Do T&C apply to me if I buy a second hand console? Purely for Linux of course :)
"... into its terms and conditions since at least 2006... It's been known for a while..."
The T&Cs are never read by the masses, so it's not really known by the masses either.
...ignorance is no defence.
I'm sure that there was a report about this yesterday here at ElReg. I'm pretty sure I posted comments that almost exactly matched the comments of this leading security dood. I'm by no means an expert on this kind of thing, but a small amount of RESEARCH would have lead your 'journalists' to the same information.

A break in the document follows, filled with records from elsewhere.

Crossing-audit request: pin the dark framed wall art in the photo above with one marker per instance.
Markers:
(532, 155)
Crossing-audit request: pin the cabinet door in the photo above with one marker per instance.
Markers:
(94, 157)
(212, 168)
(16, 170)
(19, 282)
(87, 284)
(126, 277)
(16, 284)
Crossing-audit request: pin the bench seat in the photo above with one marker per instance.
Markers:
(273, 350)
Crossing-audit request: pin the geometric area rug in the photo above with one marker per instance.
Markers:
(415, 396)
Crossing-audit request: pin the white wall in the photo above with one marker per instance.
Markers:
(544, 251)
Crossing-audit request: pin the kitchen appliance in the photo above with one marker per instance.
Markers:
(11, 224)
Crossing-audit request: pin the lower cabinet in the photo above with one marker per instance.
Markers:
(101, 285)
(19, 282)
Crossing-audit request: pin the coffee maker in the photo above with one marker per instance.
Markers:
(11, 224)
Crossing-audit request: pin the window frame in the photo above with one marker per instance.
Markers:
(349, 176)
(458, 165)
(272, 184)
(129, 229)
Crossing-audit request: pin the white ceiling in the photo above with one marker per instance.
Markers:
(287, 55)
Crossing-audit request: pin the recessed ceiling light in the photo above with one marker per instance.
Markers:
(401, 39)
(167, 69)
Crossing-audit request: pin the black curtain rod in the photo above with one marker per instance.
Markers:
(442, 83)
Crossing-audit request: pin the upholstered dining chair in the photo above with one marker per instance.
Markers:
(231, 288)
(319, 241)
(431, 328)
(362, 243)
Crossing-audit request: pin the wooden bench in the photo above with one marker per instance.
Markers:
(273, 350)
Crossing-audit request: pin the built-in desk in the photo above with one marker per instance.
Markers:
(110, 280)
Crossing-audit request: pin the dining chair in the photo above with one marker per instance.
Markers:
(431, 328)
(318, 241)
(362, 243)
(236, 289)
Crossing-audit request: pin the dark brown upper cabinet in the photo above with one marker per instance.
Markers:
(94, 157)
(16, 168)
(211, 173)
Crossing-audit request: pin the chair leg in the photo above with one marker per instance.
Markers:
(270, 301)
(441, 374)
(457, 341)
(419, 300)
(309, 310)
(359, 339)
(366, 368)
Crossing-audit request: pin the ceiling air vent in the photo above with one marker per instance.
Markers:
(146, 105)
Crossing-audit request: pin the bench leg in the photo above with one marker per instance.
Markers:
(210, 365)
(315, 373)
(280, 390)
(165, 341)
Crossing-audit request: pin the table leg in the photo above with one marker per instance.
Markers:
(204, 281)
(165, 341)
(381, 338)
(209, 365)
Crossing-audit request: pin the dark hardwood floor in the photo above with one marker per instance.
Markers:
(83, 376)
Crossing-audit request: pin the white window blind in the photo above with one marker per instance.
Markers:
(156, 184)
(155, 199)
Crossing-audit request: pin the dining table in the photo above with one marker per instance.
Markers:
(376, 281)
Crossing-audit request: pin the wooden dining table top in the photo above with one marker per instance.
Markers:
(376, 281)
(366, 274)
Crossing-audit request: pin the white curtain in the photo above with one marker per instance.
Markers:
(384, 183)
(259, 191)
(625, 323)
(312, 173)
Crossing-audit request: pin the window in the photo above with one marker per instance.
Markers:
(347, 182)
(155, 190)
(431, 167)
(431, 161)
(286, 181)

sony has to protect the integrity of their hardware. Anyone remember the dreamcast by sega
? The same thing will happen if Sony allows hacking to continue yeah people may say "its my device we should be able to do what we like with it" if Sony allowed hackers to root the console and play copied/backed up games developers will stop making games for the console (as the amount of copied games would outweigh the legitimate ones plus cheating in games would be rife) As mentioned before if you want to maintain a rooted console don't connect it to the internet.
Talk about missing the point. Claiming its all OK because sony buried the 'right' to do this in a ream of T&Cs that nobody reads or accepts is a view only a lawyer could love.

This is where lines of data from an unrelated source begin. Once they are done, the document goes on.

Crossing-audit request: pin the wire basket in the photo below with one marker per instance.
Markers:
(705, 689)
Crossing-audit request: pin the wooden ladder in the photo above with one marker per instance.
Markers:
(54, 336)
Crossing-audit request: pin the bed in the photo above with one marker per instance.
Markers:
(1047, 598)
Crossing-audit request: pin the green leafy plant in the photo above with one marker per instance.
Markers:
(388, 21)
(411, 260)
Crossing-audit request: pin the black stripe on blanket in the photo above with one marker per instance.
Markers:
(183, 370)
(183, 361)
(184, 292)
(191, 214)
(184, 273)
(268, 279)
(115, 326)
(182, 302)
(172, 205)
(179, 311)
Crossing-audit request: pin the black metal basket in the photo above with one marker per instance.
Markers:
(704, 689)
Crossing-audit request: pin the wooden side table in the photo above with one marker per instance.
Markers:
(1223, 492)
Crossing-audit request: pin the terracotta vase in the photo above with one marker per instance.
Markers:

Is he OK will sony sawing off his left leg because they buried the right to "remove external customer entities" in section 14, subsection 23-1, paragraph 7, point c ?
Anything that's tried to be imposed post purchase is invalid, and that includes the totality of the sony b*llsh*t. The only T&Cs that are in place are MINE, imposed by ME, when I paid MY money. The sooner the lawyers are forced to accept this, at gunpoint if necessary, the better the world will be.
sony need to accept that the PS3 is a device owned by the person paying the money, that they can do what they want with it, and attempts to impose locks on that right are subject to punishment of those concerned - with two bricks if necessary.
Dont think you got the gist here, the hardware is yours, do with it what you will, however using it on sony's network outside the T&C , ie hacking or piracy etc is the whole point, if you want to mod YOUR equipment then do so just expect it to be taken of the network.or road as analogy seems to be in this forum.